For the week 1 assignment of this course, one of the graded function tasks was to split the image dataset into ‘Training’ and ‘Validation’.
The following is my code:
def split_data(SOURCE_DIR, TRAINING_DIR, VALIDATION_DIR, SPLIT_SIZE):
“”"
Splits the data into train and test sets
Args:
SOURCE_DIR (string): directory path containing the images
TRAINING_DIR (string): directory path to be used for training
VALIDATION_DIR (string): directory path to be used for validation
SPLIT_SIZE (float): proportion of the dataset to be used for training
Returns:
None
“”"
source_images = os.listdir(SOURCE_DIR)
for img in source_images:
if os.path.getsize(SOURCE_DIR+img) == 0:
print(f"{img} is zero length, so ignoring.")
source_images.remove(img)
train_sample = random.sample(source_images, int(len(source_images)*SPLIT_SIZE))
for img in source_images:
if img in train_sample:
copyfile(SOURCE_DIR+img, TRAINING_DIR+img)
else:
copyfile(SOURCE_DIR+img, VALIDATION_DIR+img)
But this failed one of the test cases.
The test case:
Failed test case: incorrect number of (training, validation) images when using a split of 0.5 and 12 images (6 are zero-sized).
Expected:
(3, 3),
but got:
(4, 5).
I don’t understand why it failed. Request anyone to help me understand the error of my code logic here
You posted this under General Discussion. I don’t recognize the code from DLS, which is the specialization I’m familiar with. You’ll have better luck getting the attention of the right people if you post it in right category for the specialization and course you’re taking. You can move it by using the little “edit pencil” on the title.
Thank you for the edit suggestion.
I have made the change accordingly.
This is my first time navigating through this community page.
Removing objects while iterating through the same collection is a bad idea.
Please use a separate list for those images whose size is not zero.
Here’s an example where removing an object while iterating over the same list produces incorrect results:
>>> l = [str(i) for i in range(10)]
>>> import random
>>> random.shuffle(l)
>>> l
['6', '2', '4', '8', '9', '3', '7', '0', '1', '5']
>>> for item in l:
... if int(item) % 2 == 0:
... l.remove(item)
...
>>> l
['2', '8', '9', '3', '7', '1', '5']
1 Like
I’m trying to understand why this fails.
Is it because
-
The For loop iterates over a list and it internally stores an incrementing index value.
-
The list that is being iterated over is losing length from the .remove()
-
The for loop increments index, which ends up skipping a value in the list since it had a value removed.
?
Yes, that is the point that Balaji was making in his earlier response.

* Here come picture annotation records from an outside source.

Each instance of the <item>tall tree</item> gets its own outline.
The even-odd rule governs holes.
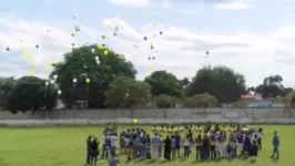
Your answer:
[[[191,83],[191,81],[190,81],[189,77],[183,77],[182,80],[180,80],[180,82],[181,82],[181,85],[182,85],[183,87],[189,86],[190,83]]]
[[[133,116],[132,106],[148,102],[151,93],[150,85],[131,77],[116,77],[105,92],[105,104],[110,107],[129,107]]]
[[[8,110],[12,113],[52,110],[57,106],[58,93],[53,85],[35,76],[19,79],[16,87],[8,97]]]
[[[186,97],[184,100],[185,106],[203,108],[216,106],[217,102],[216,97],[208,93],[196,94],[193,97]]]
[[[214,95],[222,103],[238,101],[246,93],[245,77],[226,66],[204,66],[186,90],[189,96],[202,93]]]
[[[155,71],[144,81],[151,85],[151,93],[154,96],[166,94],[180,97],[183,95],[183,89],[177,77],[166,71]]]
[[[71,107],[74,101],[88,101],[89,107],[105,107],[104,92],[116,76],[134,79],[136,71],[123,55],[99,45],[83,45],[64,54],[51,75],[63,92],[63,102]],[[77,82],[75,82],[77,81]]]

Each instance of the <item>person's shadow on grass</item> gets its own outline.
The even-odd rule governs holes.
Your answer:
[[[145,164],[154,164],[154,163],[156,163],[155,159],[150,159],[150,160],[145,162]]]
[[[169,163],[170,160],[167,159],[163,159],[163,160],[160,160],[159,164],[165,164],[165,163]]]

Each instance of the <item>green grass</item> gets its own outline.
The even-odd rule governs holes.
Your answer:
[[[144,126],[145,127],[145,126]],[[220,163],[195,163],[194,154],[189,159],[156,163],[150,160],[132,160],[125,164],[125,156],[121,156],[122,166],[294,166],[295,164],[295,127],[294,126],[262,126],[264,128],[263,151],[255,163],[243,159],[222,160]],[[150,127],[145,127],[148,131]],[[272,135],[277,129],[281,137],[281,158],[273,160]],[[38,127],[38,128],[0,128],[0,166],[82,166],[85,160],[85,138],[89,134],[100,136],[102,127]],[[106,162],[98,165],[105,166]]]

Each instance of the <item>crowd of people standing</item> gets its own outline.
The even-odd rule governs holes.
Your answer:
[[[101,141],[101,157],[109,158],[111,166],[119,163],[120,155],[126,155],[128,159],[151,158],[151,159],[175,159],[189,158],[195,151],[196,160],[251,157],[256,159],[258,151],[262,149],[262,128],[247,128],[245,125],[220,126],[218,124],[183,125],[183,126],[153,126],[152,136],[143,128],[106,127],[103,131]],[[162,134],[166,136],[163,137]],[[274,133],[272,157],[278,158],[279,139]],[[92,138],[92,139],[91,139]],[[99,151],[99,139],[90,136],[88,139],[88,165],[95,165]],[[118,147],[120,147],[118,149]],[[183,148],[183,154],[181,154]]]

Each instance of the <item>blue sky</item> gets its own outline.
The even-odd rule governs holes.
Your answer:
[[[0,75],[21,76],[34,70],[42,76],[51,70],[44,63],[61,60],[72,42],[104,42],[99,37],[111,35],[105,29],[111,24],[120,27],[120,34],[108,44],[135,64],[139,79],[149,75],[151,66],[181,79],[206,64],[225,64],[243,73],[247,85],[281,74],[284,84],[294,86],[289,72],[295,70],[294,6],[291,0],[4,1],[0,6]],[[74,24],[81,32],[73,39]],[[164,35],[153,38],[159,31]],[[146,60],[152,52],[143,35],[155,44],[154,62]],[[20,45],[20,39],[24,44]],[[10,52],[4,51],[7,46]],[[33,58],[26,60],[21,52]]]

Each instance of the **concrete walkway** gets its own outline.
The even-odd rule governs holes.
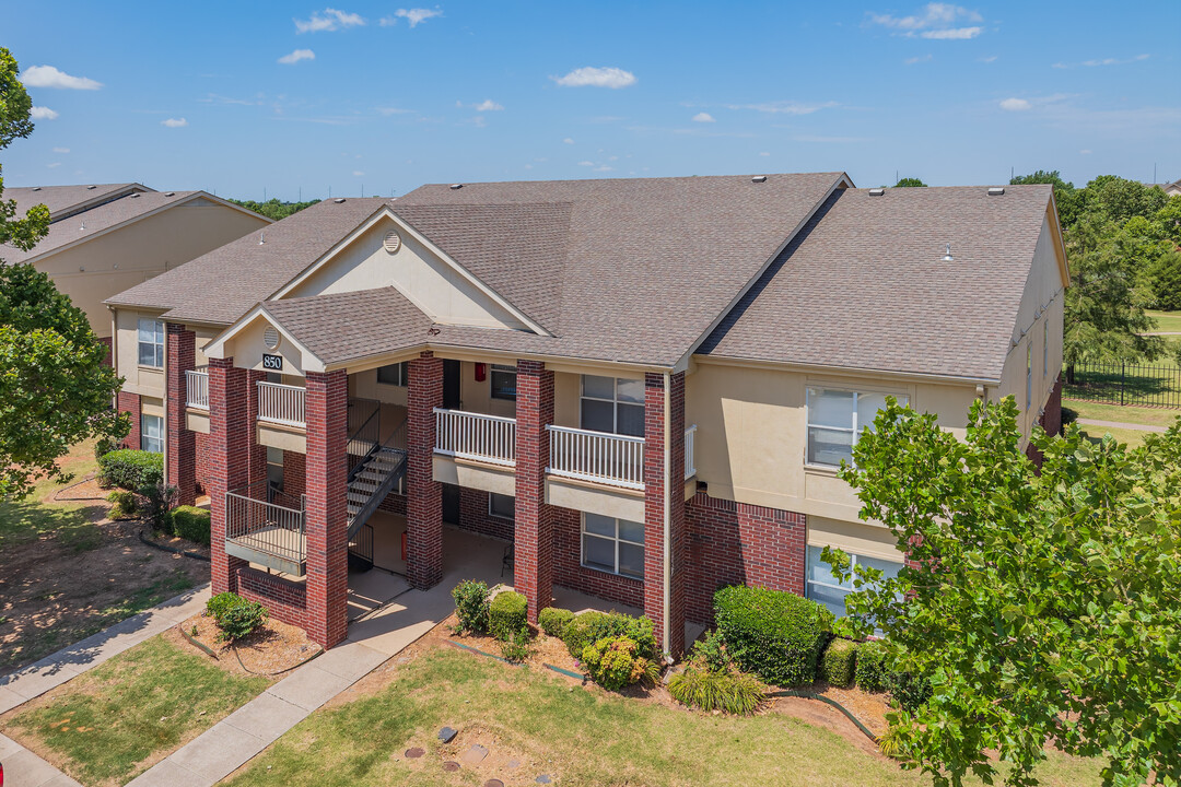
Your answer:
[[[1157,434],[1164,434],[1168,432],[1167,426],[1151,426],[1149,424],[1127,424],[1124,421],[1098,421],[1094,418],[1079,418],[1077,419],[1079,424],[1085,426],[1100,426],[1108,429],[1135,429],[1137,432],[1156,432]]]
[[[196,588],[46,656],[22,670],[0,677],[0,713],[7,713],[39,697],[66,681],[94,669],[128,648],[184,621],[204,609],[208,598],[208,585]],[[7,787],[81,787],[5,735],[0,735],[0,762],[5,766]]]

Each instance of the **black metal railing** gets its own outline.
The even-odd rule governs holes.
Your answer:
[[[1062,375],[1064,399],[1181,408],[1181,368],[1174,363],[1068,363]]]

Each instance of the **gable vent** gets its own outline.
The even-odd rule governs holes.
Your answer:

The list is changing underneath you as you iterate. You should build a new separate output list to hold the things that you don’t want to delete.
Or better yet, think of ways to implement this without a for loop. Either by “logical indexing” or by using a python “enumeration”. The enumeration is really a loop, but you can express it more simply and it supports the idea of subsetting the list because the subsetting operation does not happen “in place”. It’s the “in-place-ness” that’s getting you in trouble with the current implementation.
I experimented a bit and I have not yet figured out how to get “logical indexing” to work with lists, but it works with arrays. Here’s an example:
np.random.seed(42)
A = np.random.randint(0, 10, (12,))
print(type(A))
print(f"A = {A}")
B = A[A < 6]
print(type(B))
print(f"B = {B}")
<class 'numpy.ndarray'>
A = [6 3 7 4 6 9 2 6 7 4 3 7]
<class 'numpy.ndarray'>
B = [3 4 2 4 3]
Of course this is not exactly the problem you are trying to code, but I’m just showing the technique without writing out your solution for you. The point of that technique is how clean and expressive the code is.
Here’s an example of how to use an enumeration that works with a list:
Alist = list(A)
print(type(Alist))
print(f"Alist = {Alist}")
C = [Alist[ii] for ii in range(len(Alist)) if Alist[ii] < 6]
print(type(C))
print(f"C = {C}")
<class 'list'>
Alist = [6, 3, 7, 4, 6, 9, 2, 6, 7, 4, 3, 7]
<class 'list'>
C = [3, 4, 2, 4, 3]
That code has the advantage that it does not use “in-place” operations on the input list. I guess it’s a matter of taste whether you think that’s cleaner code than explicitly writing it as a for loop that appends to a new output list under the appropriate condition. But it is pretty “pythonic” FWIW.